Bay Altan, açılımların diğer temel kurumların yanında orduda da devam etmesini dilerken; eğitim zayiatı olan askerlerin ailelerine ordu tarafından teröristlerle çatışmada şehid düştüğü “bilgilerini” verme
Alışkanlığının dışsal sebeplerini sorguluyor:
- “Bir ordu açılımı yapmalıyız”
- “Orduyu denetleyecek sivil modern yapılanmaya gidilmelidir.”
- “Türkiye örtülü bir askeri diktatörlük olmaktan nasıl kurtulacak?”
- “Ordunun sahibi generaller değil Türkiye halkıdır; halkın istediği hata yapan generallerin hatalarını gizlememesi ve istifa etmesidir; bu halka sadakattir.”
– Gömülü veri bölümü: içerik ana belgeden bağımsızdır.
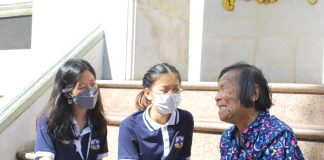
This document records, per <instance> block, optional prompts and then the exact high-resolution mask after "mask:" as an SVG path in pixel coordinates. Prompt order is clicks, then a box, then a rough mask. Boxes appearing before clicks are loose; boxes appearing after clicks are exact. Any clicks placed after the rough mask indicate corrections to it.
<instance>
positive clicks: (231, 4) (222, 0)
mask: <svg viewBox="0 0 324 160" xmlns="http://www.w3.org/2000/svg"><path fill="white" fill-rule="evenodd" d="M248 1H250V0H248ZM256 1H257V2H258V3H259V4H269V3H275V2H277V1H278V0H256ZM317 1H318V0H308V2H309V3H310V4H312V5H314V4H316V3H317ZM222 2H223V7H224V8H225V9H226V10H227V11H230V12H232V11H233V10H234V8H235V0H222Z"/></svg>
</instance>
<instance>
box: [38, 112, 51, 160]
mask: <svg viewBox="0 0 324 160" xmlns="http://www.w3.org/2000/svg"><path fill="white" fill-rule="evenodd" d="M34 151H35V158H38V157H51V158H53V159H54V157H55V149H54V145H53V141H52V139H51V137H50V135H49V134H48V128H47V123H46V117H45V116H42V117H40V119H39V121H38V125H37V129H36V142H35V149H34Z"/></svg>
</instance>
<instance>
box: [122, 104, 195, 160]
mask: <svg viewBox="0 0 324 160" xmlns="http://www.w3.org/2000/svg"><path fill="white" fill-rule="evenodd" d="M193 125H194V122H193V117H192V115H191V113H189V112H188V111H185V110H181V109H177V110H176V111H174V112H173V113H172V114H171V115H170V118H169V120H168V122H167V123H166V124H164V125H161V124H158V123H156V122H155V121H154V120H152V119H151V118H150V116H149V114H148V109H146V110H141V111H138V112H136V113H134V114H132V115H130V116H129V117H127V118H126V119H125V120H124V121H123V122H122V123H121V125H120V128H119V142H118V159H119V160H129V159H132V160H134V159H136V160H185V159H186V160H188V159H190V155H191V143H192V132H193Z"/></svg>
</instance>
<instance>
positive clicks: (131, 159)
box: [118, 119, 139, 160]
mask: <svg viewBox="0 0 324 160" xmlns="http://www.w3.org/2000/svg"><path fill="white" fill-rule="evenodd" d="M128 122H130V121H127V119H126V121H125V120H124V121H123V122H122V123H121V124H120V127H119V136H118V159H119V160H136V159H139V156H138V155H139V147H138V143H137V140H136V139H135V138H134V137H135V134H134V132H133V131H132V130H131V129H130V128H129V127H128V126H129V125H130V124H129V123H128Z"/></svg>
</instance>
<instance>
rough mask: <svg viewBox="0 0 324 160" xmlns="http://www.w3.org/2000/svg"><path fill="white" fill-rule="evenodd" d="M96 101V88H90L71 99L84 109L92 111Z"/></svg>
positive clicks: (96, 96)
mask: <svg viewBox="0 0 324 160" xmlns="http://www.w3.org/2000/svg"><path fill="white" fill-rule="evenodd" d="M97 99H98V88H97V87H92V88H89V89H88V90H85V91H83V92H81V93H80V94H79V95H77V96H75V97H73V102H74V103H75V104H77V105H79V106H80V107H82V108H85V109H94V108H95V106H96V104H97Z"/></svg>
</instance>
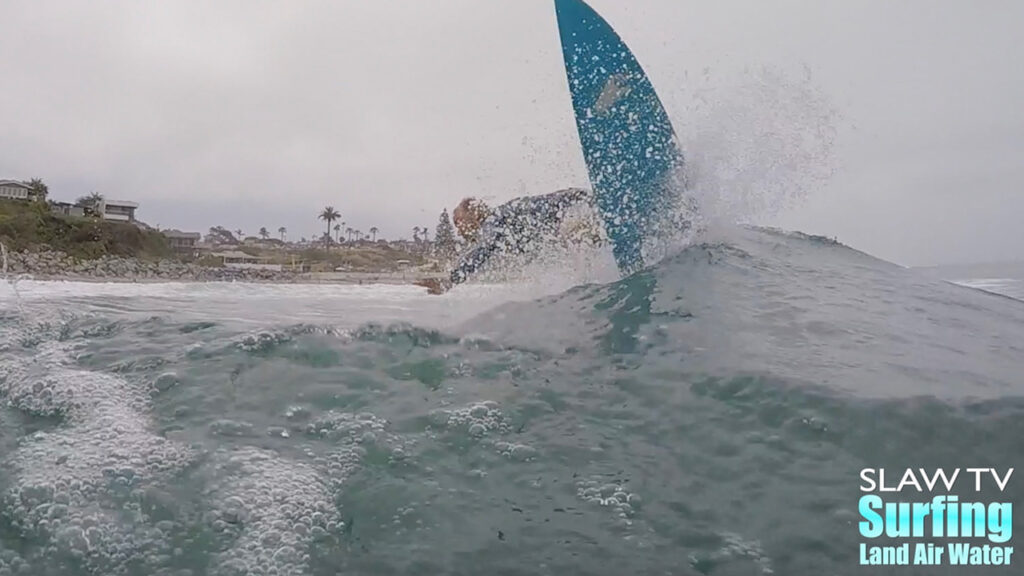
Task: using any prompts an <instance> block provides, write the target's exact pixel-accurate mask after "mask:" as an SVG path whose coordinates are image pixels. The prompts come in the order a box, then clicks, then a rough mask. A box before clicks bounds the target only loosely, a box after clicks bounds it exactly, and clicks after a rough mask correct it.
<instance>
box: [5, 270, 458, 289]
mask: <svg viewBox="0 0 1024 576" xmlns="http://www.w3.org/2000/svg"><path fill="white" fill-rule="evenodd" d="M317 276H318V275H316V274H315V273H312V274H309V273H307V274H302V275H296V276H295V277H293V278H282V277H275V278H253V277H239V278H160V277H125V276H84V275H74V274H40V275H33V274H10V273H9V274H8V275H7V279H6V280H7V281H8V282H11V281H13V282H15V283H17V282H22V281H26V280H28V281H32V282H54V283H63V282H79V283H86V284H275V285H283V286H288V285H299V286H301V285H304V286H316V285H338V286H374V285H377V286H380V285H386V286H404V285H409V286H413V285H415V284H416V282H417V281H420V280H423V279H426V278H434V277H437V278H440V277H443V276H446V275H443V274H441V273H423V274H417V275H411V274H402V273H361V272H351V273H341V272H335V273H325V274H324V276H329V278H323V277H317Z"/></svg>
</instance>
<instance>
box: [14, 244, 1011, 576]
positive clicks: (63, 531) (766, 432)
mask: <svg viewBox="0 0 1024 576" xmlns="http://www.w3.org/2000/svg"><path fill="white" fill-rule="evenodd" d="M546 288H550V286H547V287H546ZM4 290H5V291H4V292H2V293H0V316H2V318H0V355H2V356H0V359H2V366H0V396H2V399H3V401H4V402H3V407H2V408H0V462H2V465H0V502H2V505H0V574H34V575H37V574H38V575H57V574H60V575H66V574H71V575H99V574H102V575H108V574H110V575H134V574H147V575H148V574H160V575H176V576H183V575H185V574H188V575H193V576H196V575H201V574H254V575H262V574H266V575H269V574H304V575H334V574H368V575H369V574H414V573H416V574H471V573H472V574H477V573H488V574H609V575H610V574H616V575H617V574H666V573H671V574H691V575H696V574H715V575H740V574H743V575H746V574H859V573H860V572H859V571H858V568H857V566H856V565H857V558H858V544H859V538H858V537H857V530H856V522H857V521H858V517H857V513H856V502H857V499H858V498H859V496H860V493H859V491H858V489H857V486H858V484H859V478H858V472H859V470H860V469H861V468H862V467H889V468H898V469H900V470H902V469H903V468H904V467H907V466H911V467H933V466H945V467H955V466H962V467H966V466H995V467H998V468H1000V469H1001V468H1005V467H1008V466H1012V465H1013V464H1014V463H1015V462H1017V461H1019V460H1020V456H1021V450H1020V444H1019V439H1020V438H1021V437H1022V435H1024V418H1022V416H1024V381H1022V379H1021V373H1022V368H1024V360H1022V359H1024V349H1022V347H1024V344H1022V342H1024V303H1022V302H1020V301H1018V300H1015V299H1012V298H1009V297H1002V296H998V295H994V294H990V293H986V292H984V291H980V290H973V289H970V288H965V287H962V286H956V285H953V284H950V283H946V282H941V281H937V280H933V279H930V278H927V277H926V276H924V275H920V274H916V273H915V272H914V271H909V270H906V269H902V268H900V266H896V265H893V264H889V263H887V262H884V261H881V260H878V259H876V258H872V257H870V256H868V255H866V254H863V253H860V252H857V251H855V250H852V249H849V248H847V247H845V246H842V245H839V244H835V243H833V242H829V241H827V240H824V239H820V238H814V237H806V236H802V235H793V234H782V233H779V232H773V231H768V230H756V229H737V230H730V231H728V232H725V233H719V234H718V237H717V238H716V239H713V241H710V242H709V243H706V244H702V245H699V246H692V247H689V248H687V249H685V250H682V251H679V252H677V253H676V254H675V255H672V256H670V257H668V258H667V259H665V260H664V261H663V262H662V263H659V264H657V265H655V266H652V268H650V269H648V270H646V271H644V272H642V273H640V274H637V275H635V276H633V277H630V278H628V279H625V280H622V281H618V282H612V283H594V284H586V285H581V286H577V287H573V288H570V289H568V290H565V291H561V290H550V289H549V290H548V292H549V293H548V294H546V295H540V297H537V296H538V294H537V293H530V292H528V291H522V290H520V291H519V292H515V293H513V294H512V299H513V300H514V301H506V300H508V299H509V298H510V295H509V292H508V291H507V290H506V289H504V288H500V287H492V288H484V287H472V286H468V287H464V288H459V289H457V290H455V291H454V292H452V293H450V294H447V295H445V296H443V297H435V298H429V297H425V296H423V295H421V293H420V292H419V291H414V290H410V289H407V288H397V287H390V288H387V287H292V286H289V287H272V286H216V285H210V286H206V285H102V284H88V285H86V284H59V283H33V282H29V281H23V282H20V283H18V284H17V286H16V291H15V290H14V289H13V288H10V287H7V288H5V289H4ZM497 302H504V303H501V304H500V305H497V306H496V303H497ZM1019 486H1021V484H1020V483H1011V485H1010V488H1008V493H1007V494H1004V495H1002V496H1001V500H1002V501H1020V500H1021V496H1022V494H1021V489H1020V488H1019ZM1015 527H1016V528H1018V529H1020V528H1021V526H1020V521H1019V520H1018V521H1017V524H1016V525H1015ZM903 572H905V573H906V574H945V573H947V572H943V571H942V569H941V568H940V569H938V570H936V569H934V568H931V567H928V570H927V571H922V570H916V569H915V568H914V567H906V570H904V571H903ZM948 573H949V574H953V573H956V574H963V573H966V572H965V570H964V569H961V570H959V571H954V570H952V569H950V571H949V572H948Z"/></svg>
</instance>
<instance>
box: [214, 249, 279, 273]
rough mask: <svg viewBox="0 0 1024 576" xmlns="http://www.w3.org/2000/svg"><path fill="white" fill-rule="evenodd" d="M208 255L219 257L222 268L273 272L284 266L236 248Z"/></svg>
mask: <svg viewBox="0 0 1024 576" xmlns="http://www.w3.org/2000/svg"><path fill="white" fill-rule="evenodd" d="M210 255H211V256H213V257H214V258H217V259H219V260H220V261H221V263H223V264H224V268H230V269H238V270H269V271H274V272H281V271H282V270H283V268H284V266H282V265H281V264H275V263H272V262H270V260H269V259H268V258H261V257H259V256H252V255H250V254H246V253H245V252H241V251H238V250H228V251H226V252H214V253H212V254H210Z"/></svg>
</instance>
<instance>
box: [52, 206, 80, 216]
mask: <svg viewBox="0 0 1024 576" xmlns="http://www.w3.org/2000/svg"><path fill="white" fill-rule="evenodd" d="M50 212H51V213H53V214H57V215H60V216H78V217H83V216H85V208H83V207H81V206H78V205H75V204H72V203H71V202H50Z"/></svg>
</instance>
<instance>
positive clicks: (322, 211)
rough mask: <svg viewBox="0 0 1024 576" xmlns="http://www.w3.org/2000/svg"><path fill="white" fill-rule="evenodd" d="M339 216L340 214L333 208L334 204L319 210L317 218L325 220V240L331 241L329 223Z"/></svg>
mask: <svg viewBox="0 0 1024 576" xmlns="http://www.w3.org/2000/svg"><path fill="white" fill-rule="evenodd" d="M339 218H341V214H339V213H338V211H337V210H335V209H334V206H326V207H325V208H324V211H322V212H321V215H319V219H322V220H324V221H326V222H327V236H325V237H324V238H325V239H326V241H327V242H331V224H332V223H334V221H335V220H337V219H339Z"/></svg>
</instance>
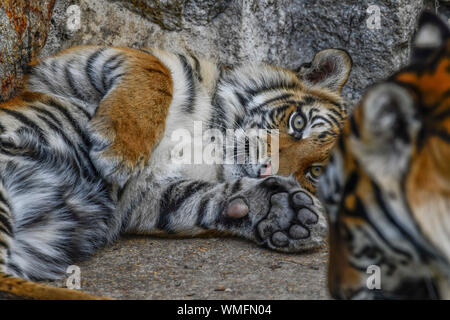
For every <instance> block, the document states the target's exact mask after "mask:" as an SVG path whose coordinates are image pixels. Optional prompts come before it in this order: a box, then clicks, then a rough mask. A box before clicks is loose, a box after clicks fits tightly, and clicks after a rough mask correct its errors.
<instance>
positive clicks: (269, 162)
mask: <svg viewBox="0 0 450 320" xmlns="http://www.w3.org/2000/svg"><path fill="white" fill-rule="evenodd" d="M271 175H272V164H271V163H270V161H269V162H268V163H266V164H265V165H262V166H261V169H260V173H259V177H260V178H265V177H269V176H271Z"/></svg>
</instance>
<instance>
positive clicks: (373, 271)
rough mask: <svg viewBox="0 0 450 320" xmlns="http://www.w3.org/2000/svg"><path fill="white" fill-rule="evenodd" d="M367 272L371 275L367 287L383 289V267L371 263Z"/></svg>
mask: <svg viewBox="0 0 450 320" xmlns="http://www.w3.org/2000/svg"><path fill="white" fill-rule="evenodd" d="M366 273H367V274H370V276H368V277H367V280H366V286H367V289H369V290H379V289H381V268H380V267H379V266H377V265H370V266H368V267H367V269H366Z"/></svg>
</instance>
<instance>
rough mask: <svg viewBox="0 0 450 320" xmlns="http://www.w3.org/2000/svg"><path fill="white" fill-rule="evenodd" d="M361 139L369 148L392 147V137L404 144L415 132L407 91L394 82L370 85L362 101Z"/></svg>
mask: <svg viewBox="0 0 450 320" xmlns="http://www.w3.org/2000/svg"><path fill="white" fill-rule="evenodd" d="M361 107H362V112H363V119H362V132H361V133H360V134H361V136H362V141H365V143H367V144H368V145H371V146H372V147H376V146H380V147H383V148H386V147H389V146H393V141H394V140H402V141H403V142H404V143H407V142H409V141H410V139H411V138H412V137H413V136H414V135H415V134H416V132H417V130H416V129H417V127H418V121H417V120H416V119H415V114H416V110H415V107H414V100H413V98H412V97H411V95H410V94H409V92H408V91H407V90H406V89H404V88H402V87H400V86H398V85H397V84H394V83H382V84H378V85H376V86H374V87H373V88H371V89H370V90H369V91H368V92H367V94H366V95H365V97H364V99H363V102H362V106H361Z"/></svg>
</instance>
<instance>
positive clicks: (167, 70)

- “Ordu hatalarını siyaset ve halkla paylaşmamaktadır;bu yetki sahibinin yetkisinin gaspıdır.”
- “Askerlik siyaset değildir; siyaset ile ilgilenen asker askerliğini yerine getiremez hatalar zinciri örer .”
İŞARET EDİLEN ÖZ :
Türkiye halkı ideoloji için yaşadığı dönemlerden çıkmış mürrefeh bir yaşam arzusu içine girmiştir. Halkın sahibi olduğu kamusal kurumlar ideolojik (buyurgan/eldeğmez) değil; halkın taleplerini yerine getirmeye göre planlanmış yapıya (anayasal hizmet kurumlarına) bürünmelidir.”
KİŞİSEL DÜŞÜNCEM:
Askerlik evrensel bir kurumdur, varlığı daima sürecektir.Ana yapısının yanında alt yapısının değişken değişebilir ve evrilebilir olması hesap edilmezliğin karşısında daha dayanıklı direnme ve altedebilme yeteneğini yetkinleştirir.
Askerlik, siyasiler tarafından dışarıdan değil içeriden sivil danışmanlarla mozaikleştirilip yapılandırılmalıdır. Bu danışmanlar doğrudan savunma bakanlığına bağlanmalıdır.Savunma bakanlığı sivil danışmanlarını üniversitelerde uluslar arası araştırmalar yapmış yetkinlikte sözleşmeli kişilerden oluşturulmalıdır.Bu yapı ana ve kılcal damarların "sert" bi varlığı beslemesi gibi yaşamını "yumuşaklıkla uyumlu" sürdürmesini getirecektir. Evrensel kurumların hiçbiri tekil olmamalıdır. Her kurum bağlı ve zıt kurumlarla kendini yenileyip geliştirmelidir.Canlılar evreninde, ilkel canlılar içsel; gelişmişler dışsal; mükemmeller ise dışsal ve içsel beslenme ile yaşarlar. İnsanlığın refahı için oluşturulumuş evrensel kurumlar, bu canlı beslenme evrimini analojiyle içselleştirmelidirler.